All three organizations address security, but they need to be working on that critical piece in unison. Plus, while Google is involved by association with Nest, one major IoT player is absent from these industry groups: Apple. And with the release of the iPhone 6 coming in a matter of days, the hacked celebrity photos come with very poor timing for Apple. (The personal-computing giant claims, however, that personal data collected through its HealthKit application, wherein health and fitness data is pulled from various Internet-linked sensors and fitness trackers, will not be stored in iCloud.)

Fortifying security measures might mean consumers would have to wait a few extra months for IoT products. But when it comes to mission-critical devices that could be weaker than the analog versions they are replacing—say, perhaps, mechanical door locks—it is time well spent.

When asked where we should draw the line on the current state of security measures protecting Internet-connected devices, Timothy Ryan, the managing director of Kroll, a cyber-investigations firm for software security, told Bloomberg TV: “It depends on what I’m trying to protect. If it’s the security camera outside my house, not a big deal. If it’s the locks to get into my house, that’s a bigger deal. So the security around those locks needs to be a lot more than [that] around the security camera pointing at my driveway.”
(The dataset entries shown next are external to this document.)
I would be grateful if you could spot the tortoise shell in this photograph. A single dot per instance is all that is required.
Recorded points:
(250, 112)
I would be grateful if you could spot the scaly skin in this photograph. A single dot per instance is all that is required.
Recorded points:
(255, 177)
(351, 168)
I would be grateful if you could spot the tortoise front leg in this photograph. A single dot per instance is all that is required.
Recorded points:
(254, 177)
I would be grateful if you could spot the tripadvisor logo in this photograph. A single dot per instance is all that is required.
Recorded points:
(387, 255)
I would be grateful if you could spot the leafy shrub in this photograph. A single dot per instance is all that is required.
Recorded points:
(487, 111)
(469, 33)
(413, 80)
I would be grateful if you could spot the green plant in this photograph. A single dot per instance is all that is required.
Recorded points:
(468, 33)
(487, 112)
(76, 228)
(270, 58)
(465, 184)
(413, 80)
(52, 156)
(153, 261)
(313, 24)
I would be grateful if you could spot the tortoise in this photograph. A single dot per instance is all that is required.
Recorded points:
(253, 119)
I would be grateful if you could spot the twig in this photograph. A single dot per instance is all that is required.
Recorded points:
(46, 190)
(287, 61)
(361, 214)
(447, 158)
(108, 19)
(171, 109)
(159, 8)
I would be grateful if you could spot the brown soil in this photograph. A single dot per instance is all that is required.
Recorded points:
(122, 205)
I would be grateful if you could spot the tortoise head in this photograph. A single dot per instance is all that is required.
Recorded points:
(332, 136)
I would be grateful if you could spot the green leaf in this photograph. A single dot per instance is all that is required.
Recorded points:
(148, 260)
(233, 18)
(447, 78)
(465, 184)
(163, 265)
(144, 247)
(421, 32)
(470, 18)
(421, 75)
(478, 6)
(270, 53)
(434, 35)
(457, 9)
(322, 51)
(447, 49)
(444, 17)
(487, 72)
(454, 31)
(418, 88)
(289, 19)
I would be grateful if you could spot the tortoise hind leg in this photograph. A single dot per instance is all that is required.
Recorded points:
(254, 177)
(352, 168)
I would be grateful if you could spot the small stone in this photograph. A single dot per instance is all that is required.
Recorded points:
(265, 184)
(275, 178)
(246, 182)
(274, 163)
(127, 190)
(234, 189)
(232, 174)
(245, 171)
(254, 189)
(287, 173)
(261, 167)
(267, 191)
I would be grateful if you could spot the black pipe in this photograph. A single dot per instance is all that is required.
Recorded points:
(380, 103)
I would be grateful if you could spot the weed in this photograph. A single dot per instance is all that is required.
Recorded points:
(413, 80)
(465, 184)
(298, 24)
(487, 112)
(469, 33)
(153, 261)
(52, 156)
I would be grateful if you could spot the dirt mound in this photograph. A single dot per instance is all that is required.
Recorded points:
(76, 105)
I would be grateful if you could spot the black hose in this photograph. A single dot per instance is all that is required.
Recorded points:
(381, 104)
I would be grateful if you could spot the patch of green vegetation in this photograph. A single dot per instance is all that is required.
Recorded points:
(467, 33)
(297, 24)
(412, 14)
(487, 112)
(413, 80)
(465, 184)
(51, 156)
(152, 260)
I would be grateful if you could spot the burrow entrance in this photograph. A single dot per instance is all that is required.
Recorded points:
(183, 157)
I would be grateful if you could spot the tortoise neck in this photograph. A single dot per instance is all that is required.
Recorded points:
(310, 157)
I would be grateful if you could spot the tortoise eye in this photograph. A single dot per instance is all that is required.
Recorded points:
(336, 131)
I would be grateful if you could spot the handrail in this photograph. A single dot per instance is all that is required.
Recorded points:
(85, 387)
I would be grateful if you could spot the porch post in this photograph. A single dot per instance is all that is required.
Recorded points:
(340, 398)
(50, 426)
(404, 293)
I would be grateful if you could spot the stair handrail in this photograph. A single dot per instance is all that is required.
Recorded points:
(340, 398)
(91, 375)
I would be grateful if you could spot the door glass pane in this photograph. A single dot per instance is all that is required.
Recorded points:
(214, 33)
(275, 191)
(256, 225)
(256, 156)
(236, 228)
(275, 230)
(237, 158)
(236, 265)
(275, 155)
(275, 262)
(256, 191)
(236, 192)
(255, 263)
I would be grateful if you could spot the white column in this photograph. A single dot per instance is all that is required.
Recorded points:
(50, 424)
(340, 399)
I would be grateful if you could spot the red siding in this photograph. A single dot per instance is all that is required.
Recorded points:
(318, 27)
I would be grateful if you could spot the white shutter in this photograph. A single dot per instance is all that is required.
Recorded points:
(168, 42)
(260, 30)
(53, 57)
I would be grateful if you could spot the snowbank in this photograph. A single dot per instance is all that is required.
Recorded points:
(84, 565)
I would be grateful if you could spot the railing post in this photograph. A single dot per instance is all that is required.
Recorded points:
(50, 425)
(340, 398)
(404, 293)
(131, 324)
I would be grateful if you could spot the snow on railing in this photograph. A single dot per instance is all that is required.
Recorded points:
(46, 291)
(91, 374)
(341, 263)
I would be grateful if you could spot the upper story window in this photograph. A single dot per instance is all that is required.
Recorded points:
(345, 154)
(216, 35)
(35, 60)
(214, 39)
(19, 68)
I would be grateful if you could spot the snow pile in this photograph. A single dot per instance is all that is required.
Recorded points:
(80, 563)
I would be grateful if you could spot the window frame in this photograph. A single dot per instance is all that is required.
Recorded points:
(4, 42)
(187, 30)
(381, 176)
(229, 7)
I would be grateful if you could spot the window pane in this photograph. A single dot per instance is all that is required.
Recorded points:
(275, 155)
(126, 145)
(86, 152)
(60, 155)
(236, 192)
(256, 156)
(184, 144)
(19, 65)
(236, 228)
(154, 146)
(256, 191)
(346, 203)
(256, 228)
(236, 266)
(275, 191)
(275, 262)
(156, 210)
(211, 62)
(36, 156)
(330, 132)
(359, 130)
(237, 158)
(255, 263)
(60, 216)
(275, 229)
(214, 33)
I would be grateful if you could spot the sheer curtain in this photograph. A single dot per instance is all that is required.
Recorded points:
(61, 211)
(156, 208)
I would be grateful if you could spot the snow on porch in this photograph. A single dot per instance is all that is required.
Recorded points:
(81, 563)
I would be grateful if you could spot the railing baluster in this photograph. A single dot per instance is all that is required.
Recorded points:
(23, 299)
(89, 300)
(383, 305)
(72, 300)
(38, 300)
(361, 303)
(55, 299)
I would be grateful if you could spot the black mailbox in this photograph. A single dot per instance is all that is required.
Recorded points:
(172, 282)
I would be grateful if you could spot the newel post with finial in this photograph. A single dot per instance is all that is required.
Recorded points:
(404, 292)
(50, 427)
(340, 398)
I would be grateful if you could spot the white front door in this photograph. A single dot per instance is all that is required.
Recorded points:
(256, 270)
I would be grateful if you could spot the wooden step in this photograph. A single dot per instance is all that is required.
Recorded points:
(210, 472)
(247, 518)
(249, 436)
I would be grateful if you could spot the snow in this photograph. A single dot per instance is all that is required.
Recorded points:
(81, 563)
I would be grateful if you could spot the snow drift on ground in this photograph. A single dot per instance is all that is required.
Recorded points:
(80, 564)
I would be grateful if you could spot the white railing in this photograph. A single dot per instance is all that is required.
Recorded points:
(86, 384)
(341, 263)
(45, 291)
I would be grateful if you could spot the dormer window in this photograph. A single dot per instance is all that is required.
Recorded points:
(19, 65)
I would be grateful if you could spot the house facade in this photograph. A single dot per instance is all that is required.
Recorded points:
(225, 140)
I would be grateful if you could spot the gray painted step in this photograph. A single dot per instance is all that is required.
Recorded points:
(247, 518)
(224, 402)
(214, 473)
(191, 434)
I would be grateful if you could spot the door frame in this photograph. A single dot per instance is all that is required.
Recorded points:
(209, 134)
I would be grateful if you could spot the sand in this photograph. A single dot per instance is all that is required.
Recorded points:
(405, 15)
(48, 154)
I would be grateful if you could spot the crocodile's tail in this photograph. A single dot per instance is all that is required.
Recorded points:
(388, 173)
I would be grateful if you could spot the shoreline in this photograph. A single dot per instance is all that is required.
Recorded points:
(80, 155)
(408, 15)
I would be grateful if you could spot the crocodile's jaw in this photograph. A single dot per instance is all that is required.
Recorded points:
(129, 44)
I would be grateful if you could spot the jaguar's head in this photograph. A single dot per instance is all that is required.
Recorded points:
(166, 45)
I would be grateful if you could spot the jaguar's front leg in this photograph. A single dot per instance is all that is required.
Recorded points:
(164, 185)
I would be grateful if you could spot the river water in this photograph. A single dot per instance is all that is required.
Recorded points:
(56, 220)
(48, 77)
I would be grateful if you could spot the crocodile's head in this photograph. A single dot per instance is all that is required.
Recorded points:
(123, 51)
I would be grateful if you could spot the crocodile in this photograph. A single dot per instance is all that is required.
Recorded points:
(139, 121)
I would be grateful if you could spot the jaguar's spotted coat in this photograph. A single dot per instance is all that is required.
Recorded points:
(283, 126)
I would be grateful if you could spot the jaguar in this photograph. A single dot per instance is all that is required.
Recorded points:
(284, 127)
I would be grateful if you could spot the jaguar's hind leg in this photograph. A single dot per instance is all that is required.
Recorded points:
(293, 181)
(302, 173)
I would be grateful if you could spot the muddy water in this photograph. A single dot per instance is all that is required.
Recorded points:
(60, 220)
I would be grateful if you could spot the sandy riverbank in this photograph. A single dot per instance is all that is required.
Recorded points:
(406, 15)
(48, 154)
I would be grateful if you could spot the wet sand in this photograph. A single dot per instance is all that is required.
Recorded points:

Ryan said he would definitely not trust a medical device linked to the Internet of Things, based on the current state of IoT security. What’s more, he even called for government involvement in such devices, suggesting an “electronic version of the FDA.”

Surely, the suggestion of government regulation will strike fear into the companies that are trying to speed IoT products to market.

Mary Catherine O’Connor is an independent journalist who writes about technology, as it relates to business and the environment. She is also a former staff reporter for RFID Journal.